Dr. Dominik Schmidt of the Hasso-Plattner Institute (near Berlin) was a kind enough host to let the IRES team (myself, Micah Lucas, Michael Nguyen, and Rudra Timsina) visit his lab on Monday, June 30th. He and some of his colleagues gave us a tour of their impressive facility and demonstrated some of the research that they’re currently working on.
One really neat setup they had was an “interactive floor,” whose hardware took up space in two rooms in their building (one on top of the other). The idea is that you can expand your working area to include the floor, and the floor-projected display can detect whether a person is standing on it, sitting in a chair on it, or sitting on the floor. Your adjustable display within the entire floorspace available (comparable to a program window displayed on your desktop monitor) can move with you as you move around the room and allows you to “drag” your workspace with you to different areas of the floor. Very, very interesting implications for future workplace designs.

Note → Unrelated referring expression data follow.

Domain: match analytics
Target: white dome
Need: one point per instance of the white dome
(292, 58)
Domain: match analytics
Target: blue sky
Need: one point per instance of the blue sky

We were also shown some work with their human-powered virtual-reality simulation system, which is actually a simpler concept than it sounds. Basically, you wear a head-mounted display while being held/carried in the air by four other people. Each person holds on to one ‘corner’ of your body, i.e., one person holds up the left leg, another one takes the right leg, one for the right arm, and another for the left arm. These four people get cues from the simulation about how to move the person they’re carrying (i.e., you) in order to simulate realistic motion and g-forces. It’s a surprisingly effective way to reduce the cost of expensive VR systems.
Overall, very neat work is being done in the HCI lab at the HPI campus. The researchers there are definitely people to keep an eye on for near-future HCI innovations.